Holy Cow! Downtown’s Biggest Leasing Challenge

The suit was dropped in mid-August. “I’m not sure what the sticking point was with the lender,” the source said. “I’m not pointing fingers, but their side couldn’t deliver on the lease agreement they signed. It’s unfortunate that [Alex Sapir] really didn’t own the building, the bank owned the building.”

 

S.L. GREEN’S EXECUTIVE vice president and leasing director, Steve Durels, told The Observer in the last week of August that the firm was hunting for a broker to market the building’s 12 unoccupied floors. “We’ve got about 650,000 square feet to lease up,” he said, though adding that SL Green is not marketing just yet. “Right now we’re getting our arms around the details of the building … and interviewing respective agents in the brokerage community.”

Despite the changing of the guard, Tungsten Properties is still advertising 150- to 3,000-square-foot, “fully-furnished” office suites for $500 a month at 100 Church on its Web site. The listing promises “no credit check.” The broker confirmed that the space was still on the market, though the asking rent has recently risen to $1,000.

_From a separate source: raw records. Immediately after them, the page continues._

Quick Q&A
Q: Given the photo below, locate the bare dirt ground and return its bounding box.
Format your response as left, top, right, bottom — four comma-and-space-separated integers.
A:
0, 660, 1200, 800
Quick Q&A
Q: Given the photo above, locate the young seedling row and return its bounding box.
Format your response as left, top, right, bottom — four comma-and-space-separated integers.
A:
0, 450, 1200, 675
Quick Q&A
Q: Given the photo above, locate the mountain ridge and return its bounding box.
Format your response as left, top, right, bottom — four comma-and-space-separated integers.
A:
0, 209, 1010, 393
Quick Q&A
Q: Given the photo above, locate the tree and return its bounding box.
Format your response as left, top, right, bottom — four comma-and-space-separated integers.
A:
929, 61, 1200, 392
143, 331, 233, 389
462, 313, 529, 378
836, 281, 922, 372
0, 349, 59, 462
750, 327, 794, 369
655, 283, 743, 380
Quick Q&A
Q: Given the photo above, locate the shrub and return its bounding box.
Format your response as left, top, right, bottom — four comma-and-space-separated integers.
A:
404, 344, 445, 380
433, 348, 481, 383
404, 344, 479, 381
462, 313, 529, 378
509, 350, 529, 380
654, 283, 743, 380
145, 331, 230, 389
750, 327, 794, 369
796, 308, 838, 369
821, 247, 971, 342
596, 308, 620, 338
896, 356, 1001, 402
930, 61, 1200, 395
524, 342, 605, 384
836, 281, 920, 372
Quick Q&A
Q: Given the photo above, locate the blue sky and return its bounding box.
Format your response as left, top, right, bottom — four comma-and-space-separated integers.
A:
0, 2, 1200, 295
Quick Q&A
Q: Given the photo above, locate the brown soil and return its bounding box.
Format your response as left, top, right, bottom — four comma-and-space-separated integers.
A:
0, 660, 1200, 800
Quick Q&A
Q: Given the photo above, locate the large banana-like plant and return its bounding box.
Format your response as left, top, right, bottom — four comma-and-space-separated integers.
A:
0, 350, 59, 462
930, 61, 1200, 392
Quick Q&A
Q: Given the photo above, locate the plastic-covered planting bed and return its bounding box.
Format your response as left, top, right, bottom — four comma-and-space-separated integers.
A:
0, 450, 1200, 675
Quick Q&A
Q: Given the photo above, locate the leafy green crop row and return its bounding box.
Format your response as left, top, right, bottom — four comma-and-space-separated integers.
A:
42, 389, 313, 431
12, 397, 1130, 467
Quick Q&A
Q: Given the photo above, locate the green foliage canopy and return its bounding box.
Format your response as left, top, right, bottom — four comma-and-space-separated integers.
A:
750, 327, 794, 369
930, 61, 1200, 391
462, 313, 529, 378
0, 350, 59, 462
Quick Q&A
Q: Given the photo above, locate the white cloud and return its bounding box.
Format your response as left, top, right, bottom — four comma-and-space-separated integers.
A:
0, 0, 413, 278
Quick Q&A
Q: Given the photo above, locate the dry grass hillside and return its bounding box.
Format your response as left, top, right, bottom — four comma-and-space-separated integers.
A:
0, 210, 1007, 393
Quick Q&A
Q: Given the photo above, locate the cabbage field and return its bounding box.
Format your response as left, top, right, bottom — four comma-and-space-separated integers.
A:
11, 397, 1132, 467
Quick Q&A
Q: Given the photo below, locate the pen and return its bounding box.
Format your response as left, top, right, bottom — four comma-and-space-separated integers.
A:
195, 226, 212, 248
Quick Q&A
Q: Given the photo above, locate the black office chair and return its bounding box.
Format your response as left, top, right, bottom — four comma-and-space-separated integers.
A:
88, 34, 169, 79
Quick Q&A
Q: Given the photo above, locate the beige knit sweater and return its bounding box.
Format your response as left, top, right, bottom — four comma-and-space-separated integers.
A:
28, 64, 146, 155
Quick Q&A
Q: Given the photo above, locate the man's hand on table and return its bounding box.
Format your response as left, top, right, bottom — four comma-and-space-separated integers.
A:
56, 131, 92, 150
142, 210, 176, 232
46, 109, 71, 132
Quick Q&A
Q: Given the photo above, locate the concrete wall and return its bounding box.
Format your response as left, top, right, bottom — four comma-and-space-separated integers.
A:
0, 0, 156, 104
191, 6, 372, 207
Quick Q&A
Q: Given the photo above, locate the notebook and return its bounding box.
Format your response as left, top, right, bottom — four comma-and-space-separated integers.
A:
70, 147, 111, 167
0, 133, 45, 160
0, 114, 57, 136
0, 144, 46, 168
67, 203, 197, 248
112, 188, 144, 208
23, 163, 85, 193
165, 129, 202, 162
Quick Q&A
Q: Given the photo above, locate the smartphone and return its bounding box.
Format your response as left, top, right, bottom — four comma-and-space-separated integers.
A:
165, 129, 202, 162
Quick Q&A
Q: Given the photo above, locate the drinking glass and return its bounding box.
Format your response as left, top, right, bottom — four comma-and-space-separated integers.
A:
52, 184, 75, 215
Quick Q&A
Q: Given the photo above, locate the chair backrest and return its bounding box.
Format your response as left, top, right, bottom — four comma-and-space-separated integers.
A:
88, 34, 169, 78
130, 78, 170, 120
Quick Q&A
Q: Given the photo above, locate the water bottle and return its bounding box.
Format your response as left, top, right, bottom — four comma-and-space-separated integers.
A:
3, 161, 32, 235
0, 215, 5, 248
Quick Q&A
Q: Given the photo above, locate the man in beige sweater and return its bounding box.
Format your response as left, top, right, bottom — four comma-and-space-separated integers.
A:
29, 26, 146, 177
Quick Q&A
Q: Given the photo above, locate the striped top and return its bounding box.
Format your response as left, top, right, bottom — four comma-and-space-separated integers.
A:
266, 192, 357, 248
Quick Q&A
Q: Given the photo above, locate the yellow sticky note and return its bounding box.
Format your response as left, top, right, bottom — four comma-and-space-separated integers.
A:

Huge “For Rent” banners still hang in the window of the vacant ground-floor retail space on Barclay Street, too. The Winick Realty broker marketing the listing declined to comment on anything related to 100 Church.

The building’s current tenants appeared oblivious to the trouble. One employee who has worked at 100 Church since 2001 said she has never noticed a management transition. “Aside from the crystal balls, it’s actually a really nice building,” she said, during a smoke break in late August in front of the non-regulation signage.

“Seriously?,” her companion said. “Have you seen the lobby? They are Swarovski crystal.”